エデンの外にいる、無数の亡者達もその犠牲の成れの果てだと話す。


そしてそれを神の頂点


サガワノボルは知らないという事。


そもそもサガワノボルは、

奴隷達に従属の首輪を付ける

理由。


それは自分達を裏切らぬ様にする。


ただそれだけであった。


故にエデンの民は従属の首輪を

付けられるが、後は自由なのである。


そしてエデンにはサガワノボルが作った三つの法がある。


一つ目は、エデンに住まう者は神を除き例外なく従属の首輪を付ける事。


二つ目は、従属の首輪を付けた民に対して衣食住を保証する事。


三つ目は、神に属する者は不当にエデンの民を傷付けてはならない。


これらの法に背いた者は直接、

神の頂点サガワノボルが裁きを下す。


「ですが…フジサワは反転の

能力を使い、ノボル様を欺いています。
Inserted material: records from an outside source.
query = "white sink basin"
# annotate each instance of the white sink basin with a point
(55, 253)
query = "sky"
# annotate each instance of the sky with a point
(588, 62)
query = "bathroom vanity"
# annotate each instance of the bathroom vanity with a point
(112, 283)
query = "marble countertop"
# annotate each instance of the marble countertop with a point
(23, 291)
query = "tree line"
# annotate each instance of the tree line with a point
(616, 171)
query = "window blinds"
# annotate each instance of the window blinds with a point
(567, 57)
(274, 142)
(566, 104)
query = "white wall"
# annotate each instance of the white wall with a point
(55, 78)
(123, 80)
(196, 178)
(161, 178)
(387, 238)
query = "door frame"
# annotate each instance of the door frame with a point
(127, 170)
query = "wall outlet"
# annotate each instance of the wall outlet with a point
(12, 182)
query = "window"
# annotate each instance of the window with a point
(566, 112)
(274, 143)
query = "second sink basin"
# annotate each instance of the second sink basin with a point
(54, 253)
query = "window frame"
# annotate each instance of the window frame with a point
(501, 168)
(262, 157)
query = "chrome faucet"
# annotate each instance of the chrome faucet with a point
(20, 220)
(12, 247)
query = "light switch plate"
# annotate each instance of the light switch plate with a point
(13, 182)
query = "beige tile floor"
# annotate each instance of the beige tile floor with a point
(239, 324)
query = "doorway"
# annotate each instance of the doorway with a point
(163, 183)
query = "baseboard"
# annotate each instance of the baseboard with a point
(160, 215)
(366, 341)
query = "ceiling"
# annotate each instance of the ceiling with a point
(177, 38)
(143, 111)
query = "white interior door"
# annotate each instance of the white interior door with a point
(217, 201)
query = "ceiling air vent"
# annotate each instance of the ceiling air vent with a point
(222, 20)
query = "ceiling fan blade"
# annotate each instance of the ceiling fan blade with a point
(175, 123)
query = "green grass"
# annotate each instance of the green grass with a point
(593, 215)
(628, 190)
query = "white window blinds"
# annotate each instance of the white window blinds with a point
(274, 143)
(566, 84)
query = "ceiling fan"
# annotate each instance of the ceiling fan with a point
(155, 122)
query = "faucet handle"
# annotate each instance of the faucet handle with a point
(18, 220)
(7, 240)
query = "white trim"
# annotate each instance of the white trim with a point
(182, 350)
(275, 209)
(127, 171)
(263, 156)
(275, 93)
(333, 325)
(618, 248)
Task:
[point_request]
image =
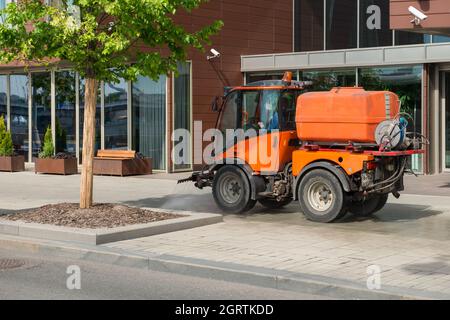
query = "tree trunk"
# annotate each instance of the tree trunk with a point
(87, 181)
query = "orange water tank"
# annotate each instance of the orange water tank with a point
(344, 114)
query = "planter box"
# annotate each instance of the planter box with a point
(57, 166)
(12, 164)
(122, 167)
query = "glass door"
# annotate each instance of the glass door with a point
(446, 120)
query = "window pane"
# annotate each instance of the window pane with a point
(116, 115)
(440, 39)
(41, 109)
(406, 37)
(308, 25)
(341, 24)
(406, 82)
(97, 144)
(255, 77)
(250, 110)
(269, 110)
(325, 80)
(149, 119)
(65, 112)
(19, 113)
(374, 24)
(182, 108)
(3, 98)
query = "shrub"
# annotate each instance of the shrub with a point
(48, 150)
(2, 128)
(6, 146)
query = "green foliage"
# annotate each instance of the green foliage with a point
(2, 128)
(102, 39)
(48, 150)
(61, 137)
(6, 145)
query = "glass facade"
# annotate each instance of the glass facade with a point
(126, 118)
(65, 110)
(98, 111)
(41, 109)
(19, 113)
(374, 28)
(182, 113)
(3, 98)
(406, 82)
(116, 106)
(149, 119)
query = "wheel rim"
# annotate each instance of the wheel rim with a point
(320, 197)
(231, 189)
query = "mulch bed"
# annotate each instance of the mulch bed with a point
(99, 216)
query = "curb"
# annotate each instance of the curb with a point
(101, 236)
(261, 277)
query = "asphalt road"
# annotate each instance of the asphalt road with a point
(46, 278)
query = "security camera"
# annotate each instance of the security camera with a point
(419, 16)
(215, 54)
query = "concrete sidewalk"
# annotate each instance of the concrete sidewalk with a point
(409, 239)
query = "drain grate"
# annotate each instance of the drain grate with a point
(7, 264)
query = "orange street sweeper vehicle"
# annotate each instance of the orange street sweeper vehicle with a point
(334, 152)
」


「奴隷を…私達を…。」


自身の腕を強く、強く、握り締める。


その震える指が何を物語るのか

察し得ざるえない。


ユウトは自分のすべき事


やらなければならない事を


見つけた様な気がした。


鉄格子を勇ましく、開けようとする。


ガチャン!


「アレ?」


カチャカチャ…。


「すみません、開けて貰えますか?」


多分カワサキユウトには難しいのかも知れない。


だが何一つ疑いもせずに

鉄格子を開けるクレエリをみて


純粋に助けたいと思うユウトであった。


バリバリガシャーン!


「あっユウト。」


石造りの壁をぶち抜くメル。



ペンダントの光を辿り

ただひたすらに突き進んで来たらしい。


メルの懐からまたあの音がする。


ゴレゴレゴレゴレ、ゴレゴレゴレゴレ。


(あ~、何か嫌な予感がする。)


この場でそう思うのはおそらくユウトだけだと思うのである。